5. The arms race will never work in your advantage.
As soon as you come up with a weapon that the heroes can not stand up to their tech team will come up with something even better that you can't stand up to. The trick is, don't go bigger, go different. Awesome is hereby defined as someone who leads the heroes through a vast dungeon filled with fire and lava, then after they've got enough energy resistance to make themselves practically immune to fire, hits them with LIGHTNING for instant death.
4. The size of the force against you is inversely proportionate to how scared you should be.
If Saddam Hussein could fuck with the UN for years there's no reason to call a red alert when they come after you. Movies and real life have taught us that the heriarchy of effectiveness goes from Masked Vigilante to Secret Agent to Navy Seal to Suspended Officer to Detroit PD to LAPD to FBI. By the time you've got the UN or Interpol involved an old woman in a wheelchair with a cap gun is a more formidable opponent. The true threat to you is not the army, but a small force infiltrating your compound and killing you in your sleep.
With that in mind, let's work on your security. Ventilation systems should be too small for a human to fit through. The door should not be guarded by idiots who let in anyone wearing the right uniform, but a DNA scanner which can determine 100% who is and isn't one of your guys. Finally, security cameras should be everywhere in your compound. They should face the correct way at all times and should be shielded against electromagnetism and whatever other clever devices the enemy has.
3. You're better off as a human.
Be it Voltron, Power Rangers, or any other show where humanoid villains assume giant monster forms, it's always the same. They're almost always winning when they decide to take giant monster form. At that point the fight usually lasts about 30 more seconds before the villain's horrifyingly brutal death.
Here's another thought. When Voltron Force assembles, or the Power Rangers form the Megazord, that's when you get OUT of giant form and then fly your tiny ass over there, get inside, and blow them up with a nuclear bomb or something. Those giant robots are packed with weapons that can kill giant enemies, but nothing against tiny ones. Seriously, haven't you seen Star Wars? Also, they probably won't even look for tiny you. They'll be looking around saying "Stay tight, gang. He must've turned invisible. He's right nearby, I can smell it! Hey, what's this? He's on the Megazo--" BANG!
My realizing this does, however, make me exactly as smart as the Green Ranger. One of the few good villains out there.

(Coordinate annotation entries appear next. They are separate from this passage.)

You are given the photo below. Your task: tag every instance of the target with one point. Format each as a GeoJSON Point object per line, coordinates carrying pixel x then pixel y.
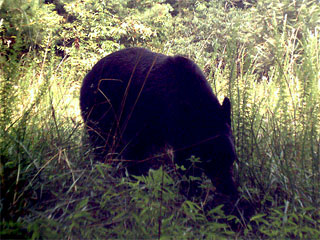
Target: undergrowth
{"type": "Point", "coordinates": [51, 188]}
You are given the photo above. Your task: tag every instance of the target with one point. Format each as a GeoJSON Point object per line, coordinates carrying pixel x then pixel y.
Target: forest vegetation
{"type": "Point", "coordinates": [263, 55]}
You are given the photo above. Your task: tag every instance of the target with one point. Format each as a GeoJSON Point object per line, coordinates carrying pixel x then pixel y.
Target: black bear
{"type": "Point", "coordinates": [136, 103]}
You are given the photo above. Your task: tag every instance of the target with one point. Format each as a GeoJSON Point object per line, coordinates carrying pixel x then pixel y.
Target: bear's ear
{"type": "Point", "coordinates": [226, 110]}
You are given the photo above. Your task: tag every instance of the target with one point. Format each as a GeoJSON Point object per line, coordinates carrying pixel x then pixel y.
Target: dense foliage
{"type": "Point", "coordinates": [264, 55]}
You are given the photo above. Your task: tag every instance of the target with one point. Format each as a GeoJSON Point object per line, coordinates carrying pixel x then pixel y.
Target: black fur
{"type": "Point", "coordinates": [136, 102]}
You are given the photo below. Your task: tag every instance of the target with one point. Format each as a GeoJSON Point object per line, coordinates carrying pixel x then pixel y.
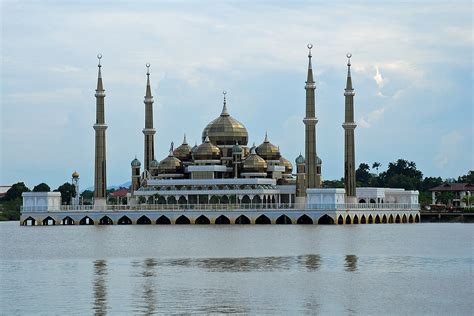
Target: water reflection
{"type": "Point", "coordinates": [351, 263]}
{"type": "Point", "coordinates": [100, 287]}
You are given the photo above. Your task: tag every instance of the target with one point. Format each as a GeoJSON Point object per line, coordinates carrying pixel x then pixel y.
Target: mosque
{"type": "Point", "coordinates": [224, 180]}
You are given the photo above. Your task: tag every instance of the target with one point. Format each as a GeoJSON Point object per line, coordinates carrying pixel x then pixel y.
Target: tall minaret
{"type": "Point", "coordinates": [100, 181]}
{"type": "Point", "coordinates": [149, 131]}
{"type": "Point", "coordinates": [349, 146]}
{"type": "Point", "coordinates": [313, 178]}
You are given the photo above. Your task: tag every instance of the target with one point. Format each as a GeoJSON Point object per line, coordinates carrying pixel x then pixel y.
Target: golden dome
{"type": "Point", "coordinates": [268, 151]}
{"type": "Point", "coordinates": [207, 151]}
{"type": "Point", "coordinates": [254, 163]}
{"type": "Point", "coordinates": [225, 130]}
{"type": "Point", "coordinates": [170, 164]}
{"type": "Point", "coordinates": [183, 152]}
{"type": "Point", "coordinates": [287, 164]}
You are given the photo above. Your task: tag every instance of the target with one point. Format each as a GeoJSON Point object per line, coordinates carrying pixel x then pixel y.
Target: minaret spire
{"type": "Point", "coordinates": [100, 171]}
{"type": "Point", "coordinates": [148, 131]}
{"type": "Point", "coordinates": [313, 173]}
{"type": "Point", "coordinates": [349, 144]}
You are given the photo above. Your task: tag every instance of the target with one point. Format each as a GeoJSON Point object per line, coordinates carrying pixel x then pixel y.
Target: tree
{"type": "Point", "coordinates": [42, 187]}
{"type": "Point", "coordinates": [68, 191]}
{"type": "Point", "coordinates": [363, 175]}
{"type": "Point", "coordinates": [376, 166]}
{"type": "Point", "coordinates": [15, 191]}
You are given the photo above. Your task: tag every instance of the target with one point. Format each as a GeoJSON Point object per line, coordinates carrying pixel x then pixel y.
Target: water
{"type": "Point", "coordinates": [289, 269]}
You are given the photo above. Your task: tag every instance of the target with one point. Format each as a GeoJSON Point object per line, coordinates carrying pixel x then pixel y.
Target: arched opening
{"type": "Point", "coordinates": [377, 219]}
{"type": "Point", "coordinates": [143, 220]}
{"type": "Point", "coordinates": [222, 220]}
{"type": "Point", "coordinates": [202, 220]}
{"type": "Point", "coordinates": [86, 221]}
{"type": "Point", "coordinates": [348, 220]}
{"type": "Point", "coordinates": [242, 220]}
{"type": "Point", "coordinates": [163, 220]}
{"type": "Point", "coordinates": [48, 221]}
{"type": "Point", "coordinates": [106, 221]}
{"type": "Point", "coordinates": [30, 221]}
{"type": "Point", "coordinates": [304, 220]}
{"type": "Point", "coordinates": [263, 220]}
{"type": "Point", "coordinates": [124, 220]}
{"type": "Point", "coordinates": [283, 220]}
{"type": "Point", "coordinates": [325, 220]}
{"type": "Point", "coordinates": [356, 220]}
{"type": "Point", "coordinates": [182, 220]}
{"type": "Point", "coordinates": [67, 221]}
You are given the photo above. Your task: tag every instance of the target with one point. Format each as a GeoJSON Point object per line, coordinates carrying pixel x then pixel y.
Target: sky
{"type": "Point", "coordinates": [412, 71]}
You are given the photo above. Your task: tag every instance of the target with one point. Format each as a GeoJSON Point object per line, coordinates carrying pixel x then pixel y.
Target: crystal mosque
{"type": "Point", "coordinates": [224, 180]}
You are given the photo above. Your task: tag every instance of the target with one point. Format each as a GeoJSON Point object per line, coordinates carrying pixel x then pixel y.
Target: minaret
{"type": "Point", "coordinates": [349, 146]}
{"type": "Point", "coordinates": [313, 179]}
{"type": "Point", "coordinates": [100, 179]}
{"type": "Point", "coordinates": [149, 131]}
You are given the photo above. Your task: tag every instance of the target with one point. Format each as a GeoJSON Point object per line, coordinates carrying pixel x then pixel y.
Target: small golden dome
{"type": "Point", "coordinates": [207, 151]}
{"type": "Point", "coordinates": [254, 163]}
{"type": "Point", "coordinates": [225, 130]}
{"type": "Point", "coordinates": [170, 164]}
{"type": "Point", "coordinates": [183, 152]}
{"type": "Point", "coordinates": [268, 151]}
{"type": "Point", "coordinates": [287, 164]}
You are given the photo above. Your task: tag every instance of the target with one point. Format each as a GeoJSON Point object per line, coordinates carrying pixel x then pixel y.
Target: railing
{"type": "Point", "coordinates": [244, 206]}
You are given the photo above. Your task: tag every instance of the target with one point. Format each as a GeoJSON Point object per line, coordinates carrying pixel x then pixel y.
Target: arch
{"type": "Point", "coordinates": [106, 221]}
{"type": "Point", "coordinates": [49, 221]}
{"type": "Point", "coordinates": [245, 199]}
{"type": "Point", "coordinates": [182, 220]}
{"type": "Point", "coordinates": [242, 219]}
{"type": "Point", "coordinates": [124, 220]}
{"type": "Point", "coordinates": [143, 220]}
{"type": "Point", "coordinates": [202, 220]}
{"type": "Point", "coordinates": [67, 221]}
{"type": "Point", "coordinates": [283, 219]}
{"type": "Point", "coordinates": [86, 221]}
{"type": "Point", "coordinates": [30, 221]}
{"type": "Point", "coordinates": [348, 220]}
{"type": "Point", "coordinates": [304, 220]}
{"type": "Point", "coordinates": [163, 220]}
{"type": "Point", "coordinates": [325, 220]}
{"type": "Point", "coordinates": [355, 220]}
{"type": "Point", "coordinates": [263, 220]}
{"type": "Point", "coordinates": [222, 220]}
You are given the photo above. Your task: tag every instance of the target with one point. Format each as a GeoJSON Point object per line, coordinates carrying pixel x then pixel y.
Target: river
{"type": "Point", "coordinates": [249, 269]}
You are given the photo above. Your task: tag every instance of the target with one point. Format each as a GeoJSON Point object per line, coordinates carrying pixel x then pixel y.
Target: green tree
{"type": "Point", "coordinates": [15, 191]}
{"type": "Point", "coordinates": [42, 187]}
{"type": "Point", "coordinates": [67, 191]}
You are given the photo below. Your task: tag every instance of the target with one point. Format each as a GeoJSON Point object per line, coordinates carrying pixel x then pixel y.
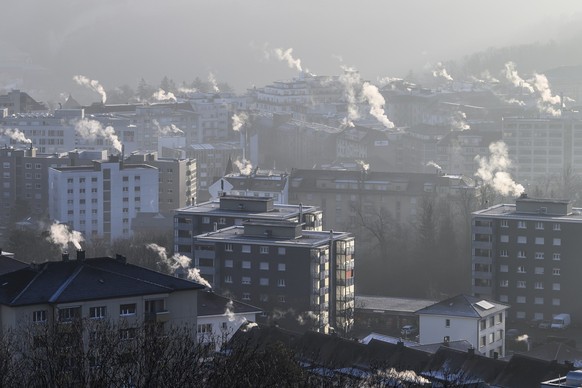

2. Your underlings are not mooks.
I know it might not be evil enough, but your underlings would be more loyal if you didn't view them as expendable. Also, it would be cheaper and more effective to keep one group of hirelings kept up, healthy, well-equipped, and well-trained, rather than just hiring on meat puppets by the truckload. Replacing your workforce with robots or zombies may solve the first problem (loyalty), but it exacerbates the second. Zombies are known to be weak and easily burned. Also, they stink and tend to rot and fall apart. Well preserved, a zombie might last you a month. And robots? The construction of one robot alone is the same as a year's upkeep for 100 humans. And that's not even counting the upkeep for said robot which is even more than a person would cost.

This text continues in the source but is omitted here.